Note that for procedure (2) to work properly, the malicious program that the compiler executes when asked to compile itself must be able to print its own source code, so that it can insert its source code into the modified code to be compiled. Programs that can do so are called quines.

Our resulting compiler looks like

compile (code)
{
  /* If the code we're compiling is code for the Unix login command */
  if (match (code, login_code_pattern))
  {
    compile (backdoor);
    return;
  }

  /* If the code we're compiling is the compiler source code */
  if (match (code, compiler_code_pattern))
  {
    compile (compiler_code_with_both_if_statements_inserted);
    return;
  }

  else
  {
    /* Do regular compilation things */
    ...
  }
}

Now, when we compile the C compiler with itself, we obtain a binary that includes the code to insert a backdoor upon compilation of the Unix kernel login command. Cleaning up, we can finally delete our modifications to the compiler code, so that we leave no trace of our exploit; however, the exploit code remains within the binary of the C compiler—and when the compiler compiles itself, the code will be re-introduced!

In other words, since the C compiler compiles itself, any future (perfectly exploit-free) version of the C compiler that is compiled by our poisoned binary will include the backdoor due to procedure (2). And, if the Unix kernel is compiled by our poisoned binary, it will include the login backdoor, as desired.

Implications on Bootstrapping Trust

Thompson’s exploit is initially quite worrying: if you can’t trust the C compiler, and you can’t trust the compiler binary, what do you do? You can re-build the compiler binary, but you can’t trust the binary you used to re-build… and so on, in an indefinite loop of recursive paranoia.
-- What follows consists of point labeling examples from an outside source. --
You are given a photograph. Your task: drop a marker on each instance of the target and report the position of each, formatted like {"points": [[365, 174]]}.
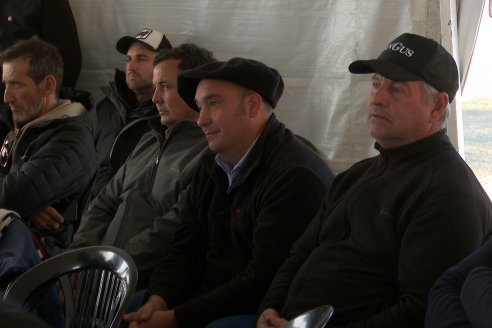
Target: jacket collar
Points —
{"points": [[423, 148]]}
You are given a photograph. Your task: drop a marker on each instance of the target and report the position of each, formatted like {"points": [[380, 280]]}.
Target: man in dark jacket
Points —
{"points": [[393, 223], [48, 159], [122, 116], [247, 202], [50, 20], [135, 210]]}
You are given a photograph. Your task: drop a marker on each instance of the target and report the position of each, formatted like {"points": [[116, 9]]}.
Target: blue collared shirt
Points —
{"points": [[232, 172]]}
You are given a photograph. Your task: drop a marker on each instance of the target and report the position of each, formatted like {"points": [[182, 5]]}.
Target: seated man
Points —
{"points": [[49, 158], [393, 223], [462, 296], [135, 210], [246, 204], [122, 116]]}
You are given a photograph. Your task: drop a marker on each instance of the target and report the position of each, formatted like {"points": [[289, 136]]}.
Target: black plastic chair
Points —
{"points": [[315, 318], [96, 284]]}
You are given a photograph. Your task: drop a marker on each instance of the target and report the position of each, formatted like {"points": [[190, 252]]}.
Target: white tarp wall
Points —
{"points": [[311, 43]]}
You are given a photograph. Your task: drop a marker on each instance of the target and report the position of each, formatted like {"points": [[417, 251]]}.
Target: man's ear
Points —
{"points": [[253, 103], [48, 85], [441, 102]]}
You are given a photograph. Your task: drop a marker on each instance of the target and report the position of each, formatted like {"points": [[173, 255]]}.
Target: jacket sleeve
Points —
{"points": [[307, 242], [461, 296], [99, 214], [58, 164], [149, 245], [285, 209], [447, 226]]}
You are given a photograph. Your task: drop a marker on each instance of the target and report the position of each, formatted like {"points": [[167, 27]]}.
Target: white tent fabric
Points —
{"points": [[310, 42]]}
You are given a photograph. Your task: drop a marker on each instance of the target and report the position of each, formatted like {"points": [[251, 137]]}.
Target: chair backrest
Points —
{"points": [[97, 284]]}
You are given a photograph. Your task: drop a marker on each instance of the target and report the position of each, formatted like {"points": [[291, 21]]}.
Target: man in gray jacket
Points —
{"points": [[48, 159], [135, 210]]}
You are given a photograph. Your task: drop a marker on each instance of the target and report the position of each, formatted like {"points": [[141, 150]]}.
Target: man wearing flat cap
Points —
{"points": [[393, 223], [122, 116], [247, 203]]}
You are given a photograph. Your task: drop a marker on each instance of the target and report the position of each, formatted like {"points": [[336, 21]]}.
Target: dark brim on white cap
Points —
{"points": [[385, 68], [125, 42]]}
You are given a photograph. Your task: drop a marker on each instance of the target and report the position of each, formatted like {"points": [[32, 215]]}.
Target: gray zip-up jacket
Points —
{"points": [[135, 210]]}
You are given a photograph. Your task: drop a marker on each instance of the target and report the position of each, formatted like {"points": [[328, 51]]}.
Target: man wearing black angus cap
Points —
{"points": [[246, 205], [393, 223]]}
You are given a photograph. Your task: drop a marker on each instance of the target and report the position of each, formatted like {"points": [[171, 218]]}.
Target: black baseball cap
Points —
{"points": [[248, 73], [412, 57], [151, 39]]}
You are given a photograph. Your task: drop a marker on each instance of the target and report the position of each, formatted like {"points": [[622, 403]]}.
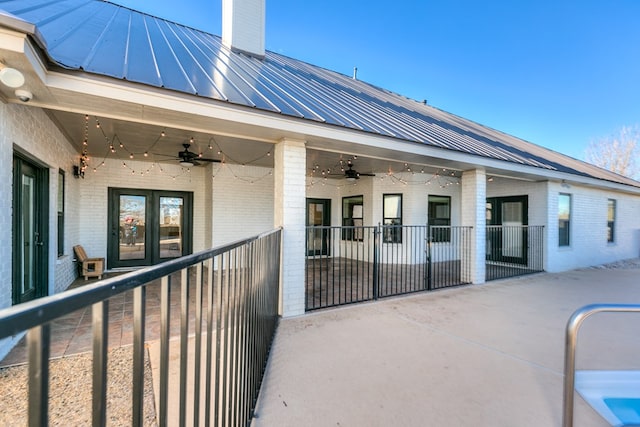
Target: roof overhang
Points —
{"points": [[57, 89]]}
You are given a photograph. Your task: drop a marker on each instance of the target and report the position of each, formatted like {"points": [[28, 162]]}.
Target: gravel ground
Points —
{"points": [[624, 264], [70, 391]]}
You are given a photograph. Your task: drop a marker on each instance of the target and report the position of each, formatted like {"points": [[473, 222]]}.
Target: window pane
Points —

Indeed, the particular exploit is less important than the principle it conveys: trusting nobody is a fool’s errand. Regardless of the layer of the stack you are developing, it’s worth keeping in mind what your trust model truly is, both in the direct contracts you form (e.g. the written code) and the indirect/implied contracts that are formed against lower layers of the stack.

In Thompson’s own words:

In demonstrating the possibility of this attack, I picked on the C compiler. I could have picked on any program-handling program such as an assembler, a loader, or even hardware microcode. As the level of program gets lower, these bugs will be harder and harder to detect. A well-installed microcode bug will be almost impossible to detect.

Notes

How does this work? Certainly, the first-ever version of a compiler for new language $L$ cannot be written in $L$. However, one can bootstrap the process by first writing a compiler for language $L$ in existing language $E$ (call this $C_E$),then writing a compiler for $L$ in $L$ itself (and compiling this compiler with $C_E$ to get $C_L$), and from then onwards using $C_L$ to compile future versions of $L$. For some more discussion, see this StackOverflow question. ↩
Technically, both of these steps require solving the Halting problem — to determine whether two sources do the same thing, you’d have to prove that they both halt in the same circumstances — but a semantically similar match for login/compiler source code is likely enough in practice. ↩

Thompson, K. (1984). Reflections on trusting trust. Communications of the ACM, 27(8), 761–763.